Ни одно стихийное бедствие не делает человека таким беспомощным, каким его делает смерть ребенка, или нависшая над ним угроза смерти, или его трагическая беззащитность. Я позволю себе, читатель, забежать немного вперед, потому что туда толкают меня мои воспоминания, и, хотя сейчас знойное лето, я постараюсь поместить в это лето и метель.

* * *

Если полжизни я прожил в деревне, то вторую половину жизни живу в городе, и должен признаться, что, хоть я и окружен серыми зданиями, которые здесь называются корпусами (и это именно корпуса, читатель, - не дома, не караульные помещения или таможни, как сказал бы дядя Гаврил, а корпуса), так вот, хоть я и живу окруженный этими корпусами, иной раз воображение мое взыграет, и я помещаю среди них то церковное поле Святого духа, то виноградник Цино, посиневший от раствора, разбрасываю среди них заросли волчьего яблока, задумавшуюся о чем-то лошадь, колодец с журавлем, сидящую собаку, выпускаю полетать птиц - вон сорока торчит на крыше, удод или аист разгуливает по двору среди развешанного на веревках нейлонового белья; и даже дома я иногда позволяю себе посадить среди цветов на окне золотистую щурку или запустить в комнату сердитого жука, который опрокинется навзничь на ковре, или впустить перепела, который шелестит перьями и недовольно ворчит: бур-р, бур-р!

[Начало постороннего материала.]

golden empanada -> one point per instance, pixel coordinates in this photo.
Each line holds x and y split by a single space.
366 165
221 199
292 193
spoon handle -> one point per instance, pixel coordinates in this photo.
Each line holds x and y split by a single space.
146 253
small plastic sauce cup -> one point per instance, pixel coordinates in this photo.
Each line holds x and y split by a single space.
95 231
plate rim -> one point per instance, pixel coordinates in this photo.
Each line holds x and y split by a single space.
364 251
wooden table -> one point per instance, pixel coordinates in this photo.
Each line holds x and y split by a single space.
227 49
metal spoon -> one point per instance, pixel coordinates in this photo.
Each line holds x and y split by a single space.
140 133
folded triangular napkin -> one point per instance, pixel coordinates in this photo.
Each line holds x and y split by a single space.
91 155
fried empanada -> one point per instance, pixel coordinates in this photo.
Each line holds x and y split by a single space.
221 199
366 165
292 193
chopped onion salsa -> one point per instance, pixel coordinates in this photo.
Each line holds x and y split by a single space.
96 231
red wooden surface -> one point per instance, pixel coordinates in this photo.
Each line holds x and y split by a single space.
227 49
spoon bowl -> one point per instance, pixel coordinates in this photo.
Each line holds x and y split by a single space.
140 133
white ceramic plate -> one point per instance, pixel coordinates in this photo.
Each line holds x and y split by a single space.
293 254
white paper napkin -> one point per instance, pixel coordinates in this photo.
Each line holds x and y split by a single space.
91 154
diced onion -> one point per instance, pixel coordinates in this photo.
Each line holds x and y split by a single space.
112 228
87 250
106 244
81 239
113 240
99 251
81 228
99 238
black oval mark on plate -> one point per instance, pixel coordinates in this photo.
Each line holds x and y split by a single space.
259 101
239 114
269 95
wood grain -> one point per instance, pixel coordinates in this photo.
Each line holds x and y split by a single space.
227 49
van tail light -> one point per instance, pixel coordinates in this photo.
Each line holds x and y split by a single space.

Я знаю, что это лишь крохи прошлого, пустая его скорлупа, бледные тени, почти лишенные запаха, потому что провонявшие копотью города убивают всякие запахи, так же как и любая книга со всем в ней написанным не в состоянии охватить и сохранить в себе живую жизнь; скорее можно сказать, что книга испепеляет ее, ибо она подобна дымовой трубе над очагом - свидетелю огня, его тяги и направления, - однако, когда магия огня исчезает, в трубе продолжает свистеть лишь холодная тяга да держится запах дыма и сажи; это и предназначено душе читателя. Написанная писателем история может вызвать у читателя слезы, но она никогда не согреет ему руки, если они замерзли. Литература, хоть и имеет дело с материальными, то есть видимыми, предметами, не выполняет, однако, материальных задач, она не затрагивает нашего тела, а стремится затронуть дух. Да и не только литература - и человек, когда он сосредотачивается на окружающем его материальном мире, пытается проникнуть в его дух, то есть в его сущность.

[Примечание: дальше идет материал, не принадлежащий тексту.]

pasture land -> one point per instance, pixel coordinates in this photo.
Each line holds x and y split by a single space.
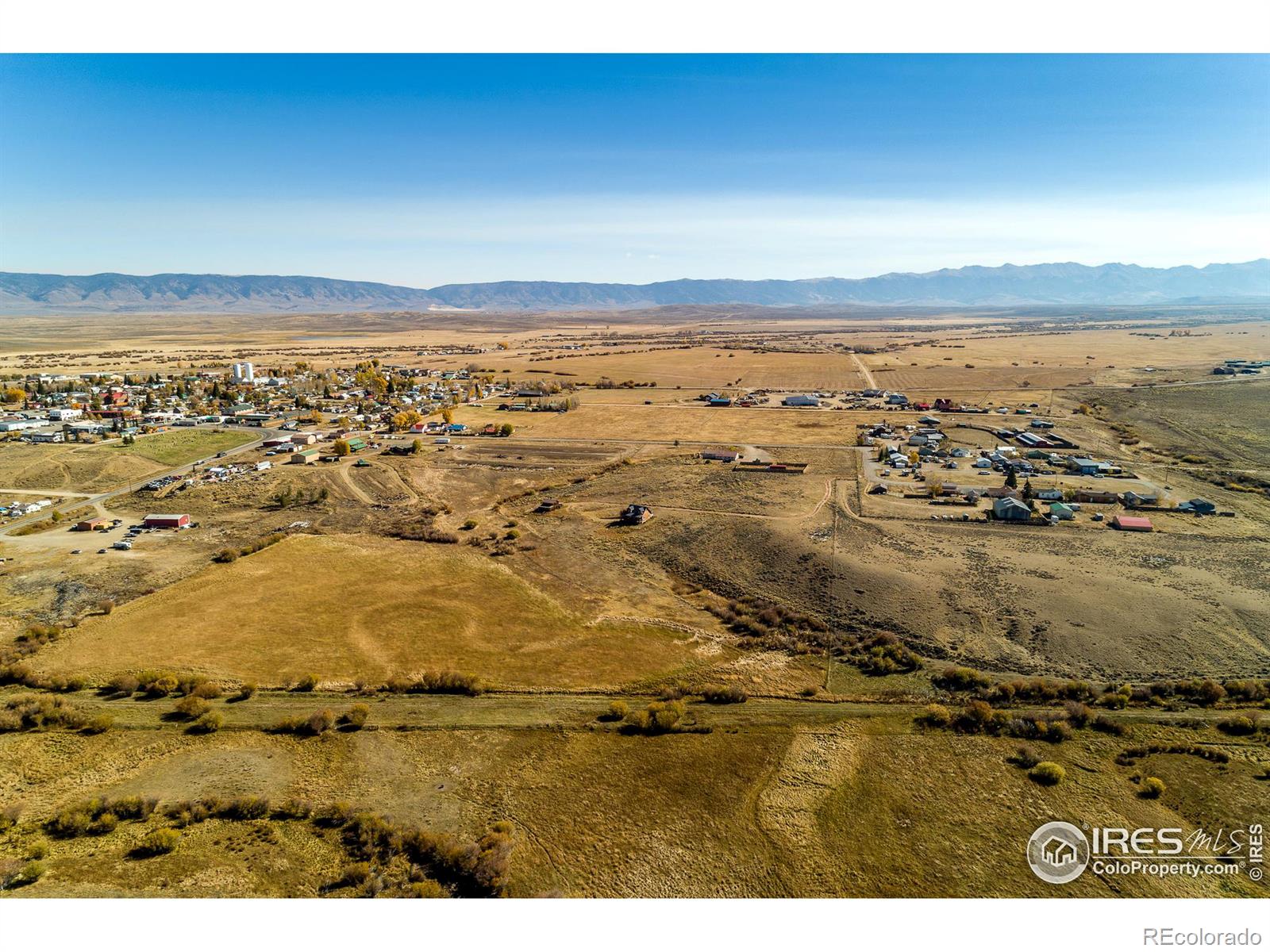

Городская архитектура, при всей ее неказистости, есть проявление человеческого воображения, сама по себе она мистична, непонятна и чужда мне, ибо она отчуждена от природы, и поэтому, когда мне грустно, я иной раз по своему произволу подмешиваю к ней природу - пасеку, лесной муравейник, змеиную кожу, пробирающуюся на цыпочках реку, купающуюся в реке обнаженную женщину, задумчивую цаплю или просто высокие деревенские ходули, которые разгуливают группами, парами или поодиночке, рассеянные, одинокие и нелепые среди бетонных декораций города.

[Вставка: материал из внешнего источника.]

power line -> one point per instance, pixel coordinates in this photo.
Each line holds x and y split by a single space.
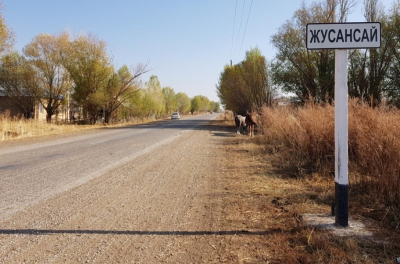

Слава богу, что, хоть природа и вытеснена из наших городов, мы все еще не в состоянии воздвигнуть преграду перед временами года. Серый туман или осенний дождь, летний гром или град, весенняя оттепель или зима все еще посещают наши города, и во дворах и скверах зимой преспокойно вырастают снеговики; обнаружив их в первый же день первого снега, мы вдруг спохватываемся, что в городе все еще живут дети.